A Maple Ridge man pleaded guilty in Prince George Provincial Court on Sept. 9 to the Motor Vehicle Act charge of driving without due care and attention after a pre-Christmas crash in 2022 that killed a 60-year-old man.

Judge Judith Doulis agreed to the joint Crown and defence sentencing proposal and ordered Donald Robert Crossman to spend the next 12 months on probation, pay a $300 victim surcharge by Sept. 9, 2026 and pay a $2,000 fine by Sept. 9, 2028. Under the probation, Crossman is only allowed to be in the driver’s seat of a vehicle for the purpose of driving to and from work.

The Crown stayed the Motor Vehicle Act charge of excessive speeding relative to conditions.

“David Smith's death was tragic, no sentence I could impose on Donald Crossman could ever bring him back to his family and no sentence, no matter how punitive, can reflect his value to his loved ones or assuage their pain or loss,” Doulis said in her ruling. “Where there is death, there really can be no reparation for the harm done to the victim.”

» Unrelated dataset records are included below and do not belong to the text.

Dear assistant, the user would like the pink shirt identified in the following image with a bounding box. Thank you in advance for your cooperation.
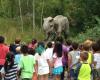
[53,53,63,68]
[0,44,9,65]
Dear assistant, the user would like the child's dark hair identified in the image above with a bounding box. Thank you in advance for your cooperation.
[28,48,35,55]
[15,38,21,44]
[0,36,5,43]
[56,36,64,43]
[21,45,28,54]
[4,52,15,72]
[53,42,62,57]
[35,42,45,56]
[72,42,79,50]
[92,43,100,52]
[47,42,52,48]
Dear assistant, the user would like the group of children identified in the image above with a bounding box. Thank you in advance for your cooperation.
[0,37,100,80]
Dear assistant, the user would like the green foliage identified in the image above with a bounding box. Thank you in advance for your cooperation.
[0,0,100,42]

An agreed statement of facts said Valemount RCMP received a call at 9:22 a.m. on Dec. 23, 2022 about a collision on Highway 16, northeast of Valemount, near the Lucerne campground turnoff. It took officers until 9:55 a.m. to arrive due to finishing other calls and the poor winter conditions.

They found three, single-occupant vehicles: a Dodge Ram 2500 driven by Crossman, Chevrolet Equinox by Smith and a Honda Civic. Crossman and the Civic driver both suffered minor injuries, but Smith was dead.

An RCMP crash reconstruction expert determined Crossman’s Ram was travelling 88 to 95 kilometres-per-hour and the Equinox and Civic 94-97 km-h. Crossman steered the westbound Ram left, then right and collided with the Equinox in the eastbound lane.

Crossman’s lawyer Scott Wright said his client, who has worked in logging, fibreglass, construction and trucking, was returning home from Jasper, Alta., but conditions worsened when he entered BC. He said there was no evidence of impaired driving, fatigue or distraction.

Crossman told police his vision was obscured by blowing snow when he did not notice a semi truck slowing down in front of him. When he noticed the truck, he applied the brakes and slid into oncoming traffic, hitting the Equinox head-on and subsequently the Civic.

Crown prosecutor Stephanie Bowick read victim impact statements from Smith’s daughter Tara Elliott, son Matthew Smith and his widow, Carrie Woodman-Smith.

Elliott said her father’s death “shattered our lives.”

“I cannot stress enough what you've done to me, my children and my family,” said Elliott’s letter, directed at Crossman. “My dad was a person you will never forget, so full of life, always remembered by everyone who met him. He worked all his life, serving in the Royal Welsh military under the late Queen Elizabeth for over 30 years to going on to a school bus driver just to give back something to the Canadian people for welcoming him.”

Son Matthew said the crash affected “a multitude of lives because of one person's impatient and selfish decision making.”

“[My father] had a wife, four children, 12 grandchildren, two great-grandchildren, and a whole army of friends from whom he was stolen on that day,” he wrote.

Woodman-Smith had been married to Smith only three years. She recalled they had plans to finish Christmas shopping, but he was more than two hours late in returning home. Then the doorbell rang and she answered the door. It was a police officer with horrible news about her husband.

“I have wished so many times since this happened that I was in the vehicle with him so I could have gone as well, for the life I'm going to live without David is not one I ever would have wished for,” Woodman-Smith wrote. “You have forever linked me and his family to your story, Mr. Crossman, in the most tragic way possible. I still just can't wrap my head around why.”